While VE Day brought relief and joy to the people across Britain 70 years ago, events that had gone before could not be undone.
The end of the Second World War against Germany meant families could welcome home the soldiers – fathers, sons, brothers, husbands – who had survived the bloody battles.
For some, Victory in Europe Day meant only that. VE Day did not end the war as those fighting against the Japanese – who had a support pact with Hitler’s Germany – in Asia and the Southwest Pacific didn’t come home shortly after May 8, 1945.
The Allies had concentrated on defeating their enemy in Europe with the bulk of their men and resources before attention turned to finishing it against Imperial Japan.
Falkirk Provost Pat Reid’s father, who served in the signals was one man who didn’t return home to Falkirk until 1947 as he was stationed in Palestine.
Mr Reid also said the war’s end brought “societal change” due to the poverty-stricken conditions that were still here when soldiers returned from war.
The years before the war had seen a growing depression in the Falkirk district’s foundries as house building came to an almost standstill and unemployment had swelled as the clouds of war gathered.
During the conflict the local foundries and mills were turned into factories making parts for tanks, 25-pounder shells, hand grenades, incendiary bombs and munitions for mortars.
“I vaguely remember standing in our house and there was a man there who turned out to be my dad,” said the Provost, who was three-years-old on VE Day.
“Men came back changed. You have to remember they were away for a long time, seeing foreign lands, and those lucky enough to come back returned to the same austerity before they went to war.
“It broadened the horizons of men from small villages so the end of the war brought about a movement to improve conditions for people and brought about societal change for everyone.”
The many men who died fighting left behind loved ones mourning their loss, changing their lives forever.”
Joanne Mitchell from Falkirk, whose family lived in Burnhead Lane, never saw her husband, Flight Lieutenant Chenery Thomas, again just four days after their honeymoon.

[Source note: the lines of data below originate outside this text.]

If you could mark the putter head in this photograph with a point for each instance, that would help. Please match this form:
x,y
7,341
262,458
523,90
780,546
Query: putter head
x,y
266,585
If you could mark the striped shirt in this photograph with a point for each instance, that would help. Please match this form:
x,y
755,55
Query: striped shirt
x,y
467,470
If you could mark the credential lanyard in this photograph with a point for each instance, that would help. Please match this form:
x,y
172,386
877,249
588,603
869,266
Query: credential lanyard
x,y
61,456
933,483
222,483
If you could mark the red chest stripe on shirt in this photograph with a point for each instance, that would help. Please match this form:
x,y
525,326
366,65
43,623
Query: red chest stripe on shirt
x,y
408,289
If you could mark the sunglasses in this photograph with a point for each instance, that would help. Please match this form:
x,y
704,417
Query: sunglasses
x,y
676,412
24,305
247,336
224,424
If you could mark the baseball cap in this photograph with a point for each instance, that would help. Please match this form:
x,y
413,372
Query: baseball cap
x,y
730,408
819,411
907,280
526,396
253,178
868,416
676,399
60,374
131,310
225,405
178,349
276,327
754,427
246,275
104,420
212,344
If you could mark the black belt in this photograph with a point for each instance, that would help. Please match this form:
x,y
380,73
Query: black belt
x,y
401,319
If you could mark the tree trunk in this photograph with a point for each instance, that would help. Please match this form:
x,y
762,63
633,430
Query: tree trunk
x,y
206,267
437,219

She was working as a cashier at the Tudor House restaurant in the town when she met Chenery, who had been posted to Grangemouth.
The story is recorded in the Falkirk Archives at Callendar House. Archivist Jean Jamieson said: “In 1942 she and Chenery married and were somehow able to go on honeymoon to Switzerland even though the war was going in Europe on at the time.
“However, they were only able to spend four days there when Chenery was called back to duty. She never saw him again as he was killed on September 5, 1942. She remained in Blackpool and remarried several years later.”
Flight Lt Chenery was involved in the Battle of Dieppe and saved the life of Squadron Leader Duncan Smith who had a German fighter on his tail while attacking a German bomber which was about to bomb a British naval ship. He was awarded the Distinguished Flying Cross for his brave actions.
He was killed while flying a Spitfire Mk IX, BS 150 after being attacked by three ME 109s and crashed out of control into the English Channel. His body was never recovered.